Two-year Singapore MDRT member Benjamin Ong shares that clients in different life stages may also have different priorities for financial planning. For example, a client who is getting married may need help combining finances with their partner, while someone who is going through a divorce may need help untangling their finances and assets.  

Useful strategies when communicating financial advice to clients of different demographics 

 1. Baby boomers 

As the largest demographic group in Singapore, baby boomers have profoundly impacted society, particularly in terms of the economy and workforce. With many reaching or approaching retirement age, their main concerns now include maintaining consistent income flow, starting legacy planning, and bearing medical costs associated with old age or chronic illnesses.   

To address these concerns, Ong would prioritize the conversation topics to be on legacy planning and the importance of having financial security during retirement for baby boomer clients. Instead of explaining the benefits of all types of insurance or taking them through lengthy policy brochures, he instead goes straight to the point to recommend a combination of fixed annuities for guaranteed income and long-term care insurance to address potential health concerns during retirement for these clients. Ong understands that with their age, he needs to ensure that baby boomer clients include conservative investments in their portfolio to ensure that they are well taken care of after they retire.  

2. Millennials and Gen-Zs  

Millennials and Gen-Zs have faced unique challenges in the job market, including higher levels of student debt, lower wage growth, and limited career opportunities. As a result, some have had to adapt to the gig economy or work part-time on the side to supplement their income. This results in millennials and Gen-Zs valuing flexibility and options that allow them to adapt to changing circumstances when it comes to picking the right insurance policies for themselves.  

For example, they might seek insurance policies that offer protection in the event of unexpected job loss or medical emergencies, while also allowing them the flexibility to access funds for other purposes, such as making big-ticket purchases. Armed with the knowledge he has about millennials and Gen-Z clients, Ong would tailor his recommendations according to their preference for flexibility. In this case, this would mean recommending term life insurance policies that give policy owners the freedom to convert the policy into a whole life plan at a later stage. Since these clients are younger, he would also fork out time to educate them about the importance of starting investments at a young age and introduce them to investment-linked plans that allow for coverage adjustments based on life changes.  

Ong recalls a millennial client he met at a networking event, asking him why endowment plans from insurance companies are popular amongst clients when investing in the S&P index funds generate a much higher return in comparison. With his understanding that millennials are usually driven by returns when it comes to comparing insurance or investment policies, Ong explained to the client that endowment plans are low-risk, and meant to be a parachute for retirement and to achieve savings goals instead of disagreeing with him right off the bat.
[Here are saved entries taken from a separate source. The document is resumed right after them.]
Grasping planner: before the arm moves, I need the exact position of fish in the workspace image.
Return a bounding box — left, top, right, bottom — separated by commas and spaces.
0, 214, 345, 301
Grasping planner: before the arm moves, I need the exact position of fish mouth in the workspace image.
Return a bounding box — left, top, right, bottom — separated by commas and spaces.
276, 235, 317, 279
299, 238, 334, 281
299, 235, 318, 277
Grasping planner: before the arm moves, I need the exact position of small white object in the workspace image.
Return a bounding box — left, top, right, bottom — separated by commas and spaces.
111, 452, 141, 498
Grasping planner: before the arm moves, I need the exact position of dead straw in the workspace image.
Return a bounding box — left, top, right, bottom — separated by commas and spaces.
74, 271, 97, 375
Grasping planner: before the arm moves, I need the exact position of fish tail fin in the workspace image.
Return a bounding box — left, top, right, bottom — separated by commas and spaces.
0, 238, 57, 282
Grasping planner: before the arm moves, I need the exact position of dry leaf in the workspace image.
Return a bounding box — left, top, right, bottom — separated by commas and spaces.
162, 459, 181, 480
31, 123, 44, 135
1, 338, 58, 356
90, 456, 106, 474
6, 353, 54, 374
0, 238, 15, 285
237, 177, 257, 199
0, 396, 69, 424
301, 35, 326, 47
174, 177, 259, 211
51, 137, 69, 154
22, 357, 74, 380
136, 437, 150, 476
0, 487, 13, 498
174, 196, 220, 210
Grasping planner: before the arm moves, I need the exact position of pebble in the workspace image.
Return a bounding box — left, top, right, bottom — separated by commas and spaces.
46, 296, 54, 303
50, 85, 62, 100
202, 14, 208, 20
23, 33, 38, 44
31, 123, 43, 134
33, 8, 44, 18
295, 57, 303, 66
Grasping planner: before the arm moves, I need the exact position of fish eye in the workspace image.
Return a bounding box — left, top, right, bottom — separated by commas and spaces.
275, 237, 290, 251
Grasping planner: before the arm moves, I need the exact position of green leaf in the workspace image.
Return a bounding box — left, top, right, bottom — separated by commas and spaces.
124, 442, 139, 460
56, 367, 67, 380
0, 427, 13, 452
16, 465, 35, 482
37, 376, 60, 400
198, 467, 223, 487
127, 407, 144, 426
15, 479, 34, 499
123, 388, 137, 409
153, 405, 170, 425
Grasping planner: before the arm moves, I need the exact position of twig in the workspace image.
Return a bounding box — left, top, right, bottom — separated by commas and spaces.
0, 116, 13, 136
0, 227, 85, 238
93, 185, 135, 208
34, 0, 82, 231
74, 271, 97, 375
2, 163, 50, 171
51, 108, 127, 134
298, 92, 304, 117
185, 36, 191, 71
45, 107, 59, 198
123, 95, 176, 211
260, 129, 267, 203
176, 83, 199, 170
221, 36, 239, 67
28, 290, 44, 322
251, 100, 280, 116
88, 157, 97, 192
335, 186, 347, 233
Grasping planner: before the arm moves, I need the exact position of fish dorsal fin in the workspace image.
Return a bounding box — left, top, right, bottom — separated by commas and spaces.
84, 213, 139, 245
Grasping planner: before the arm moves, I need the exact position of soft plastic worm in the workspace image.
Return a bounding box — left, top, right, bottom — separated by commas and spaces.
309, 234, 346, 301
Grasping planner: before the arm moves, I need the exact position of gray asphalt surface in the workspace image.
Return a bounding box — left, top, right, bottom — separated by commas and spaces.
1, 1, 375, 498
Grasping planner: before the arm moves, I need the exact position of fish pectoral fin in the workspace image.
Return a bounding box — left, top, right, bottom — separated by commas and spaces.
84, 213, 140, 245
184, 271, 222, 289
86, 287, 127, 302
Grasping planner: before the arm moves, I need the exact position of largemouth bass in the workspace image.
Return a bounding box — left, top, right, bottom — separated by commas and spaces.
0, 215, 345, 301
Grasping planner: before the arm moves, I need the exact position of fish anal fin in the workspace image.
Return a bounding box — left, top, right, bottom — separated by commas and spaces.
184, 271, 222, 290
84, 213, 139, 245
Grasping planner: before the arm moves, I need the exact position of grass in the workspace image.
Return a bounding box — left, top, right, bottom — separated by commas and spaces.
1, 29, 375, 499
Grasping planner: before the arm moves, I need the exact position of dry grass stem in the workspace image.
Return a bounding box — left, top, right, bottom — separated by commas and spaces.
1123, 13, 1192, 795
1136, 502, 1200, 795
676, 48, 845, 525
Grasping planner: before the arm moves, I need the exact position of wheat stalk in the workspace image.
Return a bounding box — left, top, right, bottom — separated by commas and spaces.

To answer his client’s question and correct his misconception in a succinct way, he simply said, “Endowment plans are the savings you put faithfully aside, and when you need emergency funds, it will be there for you.” 

Customization is key 

Despite the difference in needs and lifestyles of millennials, Gen-Zs and Baby Boomers, Ong believes that flexibility is key when it comes to servicing clients from different demographics. “A client’s demographic and age group can guide you on how you can best communicate with them, but it is not their whole truth, [as] not all clients think the same way,” he shares. Therefore, Ong encourages financial advisors in Singapore to be flexible in their communication techniques and policy recommendations but be well-equipped with the right technical knowledge to address clients’ concerns and questions along the way.